Produce FIPS-enabled .NET images

[mthalman]

We have a need to produce FIPS-enabled .NET images for customers based on Ubuntu. This process is described in Create FIPS-enabled Ubuntu container images with 10-year security updates.

Because an Ubuntu Advantage subscription is required for the production and use of these images, they would need to be published to a registry requiring authenticated access and not be publicly available from MAR.

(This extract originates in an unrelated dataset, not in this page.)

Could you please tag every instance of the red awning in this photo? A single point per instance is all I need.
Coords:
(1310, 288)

Currently the only FIPS-enabled dependency .NET has is OpenSSL. But to be comprehensive in our implementation, we would install all .NET dependencies with the FIPS feed in scope:

Implementation Notes

Dockerfile

RUN --mount=type=secret,id=ua-attach-config \
    apt-get update \
    # install the UA client
    && apt-get install --no-install-recommends -y \
        ca-certificates \
        ubuntu-advantage-tools \
    # attach a UA subscription
    && ua attach --attach-config /run/secrets/ua-attach-config \
    # upgrade packages eligible for FIPS/ESM updates
    && apt-get upgrade -y \
    # Install .NET dependencies to refresh any relevant FIPS packages
    && apt-get install --no-install-recommends -y \
        ca-certificates \
        # .NET dependencies
        libc6 \
        libgcc1 \
        libgssapi-krb5-2 \
        libicu66 \
        libssl1.1 \
        libstdc++6 \
        zlib1g \
    # don’t forget to clean the layer and remove secrets!
    # this removes the UA client and any authentication files
    && apt-get purge --auto-remove -y \
        ubuntu-advantage-tools \
    && rm -rf /var/lib/apt/lists/*

This would be representative of what would be in the runtime-deps Dockerfile. The rest of the Dockerfiles would be effectively the same.

Image Builder

Image Builder needs to be updated to include additional options in order to specify the path to the subscription secret that the Dockerfile would then consume:

docker build --secret id=ua-attach-config,src=ua-attach-config.yaml -t my-image .

Image Caching

Because the published images will not be installed in a public registry, it throws a wrench into the image caching system. Image caching relies on the digest value stored in image info file. This value gets generated assuming the image will end up publicly in MAR. Example: https://github.com/dotnet/versions/blob/090c295f2ba11a24417c1695867ebc08daa24f8d/build-info/docker/image-info.dotnet-dotnet-docker-main.json#L4145. But that wouldn't be the case for these images. It would require a different registry and one which required authenticated access. Work has already been started on addressing this for a similar scenario at https://github.com/dotnet/dotnet-docker/issues/4139.

One option is to not support image caching in our pipeline at all for these images. In that case, there are some potential ways to do that:

• Define separate pipelines for publishing our publicly available images and these FIPS images. The pipelines would need to use the imageBuilder.pathArgs variable to appropriately filter what gets built. Since that variable is inclusive-only, we'd have to be very explicit about what paths get included. If there was a variable that provided a way to exclude paths, that would be better.
• Image Builder could include support for disable caching for explicit paths. This is described in https://github.com/dotnet/docker-tools/issues/787.
• A different branch could be defined that only hosts the FIPS Dockerfiles. This keeps the regular Dockerfiles separate from the FIPS Dockerfiles, enabling separate pipelines to easily build the appropriate branch without any filtering needed. The pipeline for the FIPS Dockerfiles could then be configured to disable caching. There would be maintenance cost associated with having a separate branch though.

[omajid]

FIPS-enabled .NET images

Could you elaborate on the scope of FIPS-enabled images? Is it just about using a set of FIPS-verified Ubuntu packages for these container images? Is there anything being done on the .NET side to verify that FIPS is enabled, FIPS-required restrictions are in effect and .NET continues to work for all the normal use cases (eg, SDK commands work, applications can be built and run)?

[mthalman]

Effectively it is just adding the FIPS version of OpenSSL to the image and everything else remains the same. .NET can seamlessly work with that OpenSSL library just as it does with the non-FIPS version. So there's no special logic needed in .NET for this. There will need to be some level of testing to verify scenarios.

[omajid]

Thanks!

[mthalman]

This work requires the ACR Caching feature which is currently in preview. The preview release doesn't support using an ACR as the upstream source which is what would be required for this work. So this work is blocked until that's supported.